When a Coke bottle is thrown out of a passing airplane and lands amid a tribe of Ju/wasi (also known, apparently not as respectfully I've learned, as Bushmen), the strange object is found so useful that it stirs up jealousy and unrest. Thinking it a gift from the Gods, a most unwelcome one, a tribe member named Xi (N!xau, a real Ju/wasi) sets off to find "the end of the earth" so he can respectfully return it. On his way, he runs afoul of civilization's mad rules and finds himself in need of help from mechanic M'Pudi (Louw Verway) and biologist Andrew Steyn (Marius Weyers, the guy with the flour on his face). Steyn's got his own problems.

"When I meet women, my brain switches off," Steyn explains. "I turn into a complete idiot." When escorting the fair schoolteacher Kate (Sandra Prinsloo) to a Botswana village, he keeps falling on top of her trying to rescue her from wild animals only he (and the audience) sees. "You get these sudden urges and then you come up with warthogs and rhinoceroses," she sneers.

There are those who see in "Gods" socio-political comment about the then state of South Africa, where the film was made, with blacks and whites adjusting to one another in chaotic fashion. Others may see a comic Koyaanisqatsi, of life's balance being restored by Xi, the only true-sighted man amid many who are confused. But the film plays so hard for laughs it feels chary to look past the slapstick surface for anything more than a funny story.

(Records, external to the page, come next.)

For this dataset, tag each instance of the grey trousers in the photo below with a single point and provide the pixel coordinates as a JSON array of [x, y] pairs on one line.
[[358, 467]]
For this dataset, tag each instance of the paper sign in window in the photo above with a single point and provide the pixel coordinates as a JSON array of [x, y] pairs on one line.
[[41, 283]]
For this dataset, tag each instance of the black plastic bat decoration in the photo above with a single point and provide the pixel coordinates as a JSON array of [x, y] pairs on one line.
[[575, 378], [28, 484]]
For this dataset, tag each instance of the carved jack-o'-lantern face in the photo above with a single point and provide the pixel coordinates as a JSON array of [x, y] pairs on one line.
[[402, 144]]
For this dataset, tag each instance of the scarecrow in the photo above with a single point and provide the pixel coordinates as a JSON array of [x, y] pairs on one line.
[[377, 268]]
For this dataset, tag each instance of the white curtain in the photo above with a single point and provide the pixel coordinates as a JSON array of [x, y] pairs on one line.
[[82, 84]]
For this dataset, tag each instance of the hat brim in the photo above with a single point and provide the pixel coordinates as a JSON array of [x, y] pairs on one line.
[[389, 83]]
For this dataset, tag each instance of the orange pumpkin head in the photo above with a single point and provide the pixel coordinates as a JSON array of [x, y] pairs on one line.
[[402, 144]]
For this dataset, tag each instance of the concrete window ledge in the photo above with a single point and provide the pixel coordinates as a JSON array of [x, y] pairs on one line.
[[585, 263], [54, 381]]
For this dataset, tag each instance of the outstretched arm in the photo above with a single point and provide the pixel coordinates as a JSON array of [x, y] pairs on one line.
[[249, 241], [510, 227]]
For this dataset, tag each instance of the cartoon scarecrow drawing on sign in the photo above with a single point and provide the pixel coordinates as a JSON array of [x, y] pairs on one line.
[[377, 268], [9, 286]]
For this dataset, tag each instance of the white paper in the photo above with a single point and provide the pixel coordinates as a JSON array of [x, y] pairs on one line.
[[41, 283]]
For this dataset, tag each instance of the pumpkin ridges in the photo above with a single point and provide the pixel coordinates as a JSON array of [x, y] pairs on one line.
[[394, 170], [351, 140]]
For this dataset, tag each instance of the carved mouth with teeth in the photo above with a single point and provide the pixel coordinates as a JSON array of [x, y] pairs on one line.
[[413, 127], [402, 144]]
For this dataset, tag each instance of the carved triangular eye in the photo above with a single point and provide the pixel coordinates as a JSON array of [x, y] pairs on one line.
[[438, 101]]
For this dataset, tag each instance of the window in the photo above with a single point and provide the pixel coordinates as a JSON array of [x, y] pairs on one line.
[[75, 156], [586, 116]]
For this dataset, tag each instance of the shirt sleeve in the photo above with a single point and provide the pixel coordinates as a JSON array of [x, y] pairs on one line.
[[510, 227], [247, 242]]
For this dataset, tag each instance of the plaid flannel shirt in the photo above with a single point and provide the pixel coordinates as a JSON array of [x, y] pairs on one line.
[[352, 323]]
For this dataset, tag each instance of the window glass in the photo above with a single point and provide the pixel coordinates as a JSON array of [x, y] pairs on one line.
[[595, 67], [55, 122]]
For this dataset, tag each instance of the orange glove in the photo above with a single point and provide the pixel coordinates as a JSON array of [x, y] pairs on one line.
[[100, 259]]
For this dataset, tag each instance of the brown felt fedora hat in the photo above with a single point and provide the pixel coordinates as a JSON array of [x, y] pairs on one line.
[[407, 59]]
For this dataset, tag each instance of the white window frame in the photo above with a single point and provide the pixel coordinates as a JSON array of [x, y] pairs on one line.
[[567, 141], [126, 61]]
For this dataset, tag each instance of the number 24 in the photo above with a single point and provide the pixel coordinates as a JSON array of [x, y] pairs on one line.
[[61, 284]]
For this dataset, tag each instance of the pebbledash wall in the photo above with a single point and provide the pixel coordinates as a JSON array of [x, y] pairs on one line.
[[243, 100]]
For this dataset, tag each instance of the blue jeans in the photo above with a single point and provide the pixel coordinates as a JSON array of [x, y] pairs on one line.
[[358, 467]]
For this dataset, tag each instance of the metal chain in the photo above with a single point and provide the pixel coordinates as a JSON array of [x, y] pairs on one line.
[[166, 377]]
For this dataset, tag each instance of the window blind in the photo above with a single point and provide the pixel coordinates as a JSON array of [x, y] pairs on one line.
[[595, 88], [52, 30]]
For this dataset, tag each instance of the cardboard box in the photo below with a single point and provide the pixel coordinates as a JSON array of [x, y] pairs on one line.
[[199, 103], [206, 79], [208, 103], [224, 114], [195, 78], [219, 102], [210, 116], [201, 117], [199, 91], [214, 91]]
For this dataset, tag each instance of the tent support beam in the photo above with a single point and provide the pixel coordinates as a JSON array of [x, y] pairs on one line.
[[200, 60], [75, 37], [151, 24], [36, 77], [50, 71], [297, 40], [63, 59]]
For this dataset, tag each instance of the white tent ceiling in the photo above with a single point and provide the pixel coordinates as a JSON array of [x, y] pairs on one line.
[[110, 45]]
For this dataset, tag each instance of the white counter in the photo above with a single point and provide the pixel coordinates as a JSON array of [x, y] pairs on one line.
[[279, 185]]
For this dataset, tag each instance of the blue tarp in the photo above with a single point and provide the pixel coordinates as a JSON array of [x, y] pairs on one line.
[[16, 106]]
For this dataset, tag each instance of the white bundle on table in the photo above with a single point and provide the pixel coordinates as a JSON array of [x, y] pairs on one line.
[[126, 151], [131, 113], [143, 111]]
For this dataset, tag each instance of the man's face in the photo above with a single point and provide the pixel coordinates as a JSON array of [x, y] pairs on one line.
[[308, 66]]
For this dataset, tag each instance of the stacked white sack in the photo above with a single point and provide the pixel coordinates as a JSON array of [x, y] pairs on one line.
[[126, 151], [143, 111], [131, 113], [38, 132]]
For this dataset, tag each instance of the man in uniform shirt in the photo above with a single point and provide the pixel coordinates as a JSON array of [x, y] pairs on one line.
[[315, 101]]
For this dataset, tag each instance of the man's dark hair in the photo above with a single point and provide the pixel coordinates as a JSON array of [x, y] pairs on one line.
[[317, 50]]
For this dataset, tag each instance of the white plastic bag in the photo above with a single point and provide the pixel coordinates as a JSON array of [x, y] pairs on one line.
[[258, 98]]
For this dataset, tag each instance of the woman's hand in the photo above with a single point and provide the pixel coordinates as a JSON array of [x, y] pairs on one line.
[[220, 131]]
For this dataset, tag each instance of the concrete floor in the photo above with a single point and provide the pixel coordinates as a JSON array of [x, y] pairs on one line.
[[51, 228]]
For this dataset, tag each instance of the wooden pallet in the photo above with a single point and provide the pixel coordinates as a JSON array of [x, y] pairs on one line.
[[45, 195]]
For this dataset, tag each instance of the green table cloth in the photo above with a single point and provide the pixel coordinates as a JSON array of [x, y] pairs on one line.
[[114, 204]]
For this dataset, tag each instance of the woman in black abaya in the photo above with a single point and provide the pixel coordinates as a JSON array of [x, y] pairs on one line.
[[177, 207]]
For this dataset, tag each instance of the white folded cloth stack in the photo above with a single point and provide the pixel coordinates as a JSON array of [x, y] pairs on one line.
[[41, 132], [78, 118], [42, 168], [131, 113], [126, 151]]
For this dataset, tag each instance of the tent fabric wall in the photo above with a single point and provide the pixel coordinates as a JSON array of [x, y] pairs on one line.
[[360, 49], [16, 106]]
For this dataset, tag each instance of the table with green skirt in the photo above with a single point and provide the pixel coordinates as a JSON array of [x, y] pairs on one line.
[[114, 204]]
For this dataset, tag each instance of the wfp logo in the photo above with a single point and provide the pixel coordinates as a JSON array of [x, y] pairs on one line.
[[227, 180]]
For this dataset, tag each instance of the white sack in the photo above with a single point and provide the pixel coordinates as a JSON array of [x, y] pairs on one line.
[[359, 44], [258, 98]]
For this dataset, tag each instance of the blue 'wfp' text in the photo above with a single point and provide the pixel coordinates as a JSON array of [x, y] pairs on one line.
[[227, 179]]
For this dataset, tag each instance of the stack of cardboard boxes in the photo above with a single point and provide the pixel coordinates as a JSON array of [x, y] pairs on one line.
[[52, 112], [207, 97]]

In fact, I think it works against the film to attach too much thought to watching it. Clearly there's a bit of awkwardness to the notion of the Ju/wasi lifestyle being presented so idyllically, as if subsisting on rainwater residue really compensates for adequate refreshment. The sad fate of N!xau, who lived out his days a wretched shell from tuberculosis, suggests a more uncomfortable reality than presented here.

But the film impresses me with its winning amiability and clever set-ups, the way Uys never lets a scene go more than a minute without finding some amusing payoff. Even a gang of terrorists shooting up the countryside, actually killing and being killed, feel more in tune with Laurel & Hardy than "The Dogs Of War". Uys is merely updating the movie conventions to more modern sensibilities, without losing the mojo that made classic comedies so rich and lasting. Despite some atrocious dubbing, there is even some good wordplay to be had. I like especially the name of Steyn's romantic rival, "Jack Hind", as I realized it must be a play on the classic "Jack Ass".

Okay, maybe the charm wears off a bit after the credits roll. You couldn't really make films like silent Hollywood did, not in 1980 and especially perhaps not in a part of the world as hard-bitten by life's realities as southern Africa. But "The Gods Must Be Crazy" comes pretty close, and when you add some of the most gorgeous scenery ever filmed, it makes for a more fulfilling entertainment than most of today's more "socially relevant" comedies while it runs its mad, inspired course.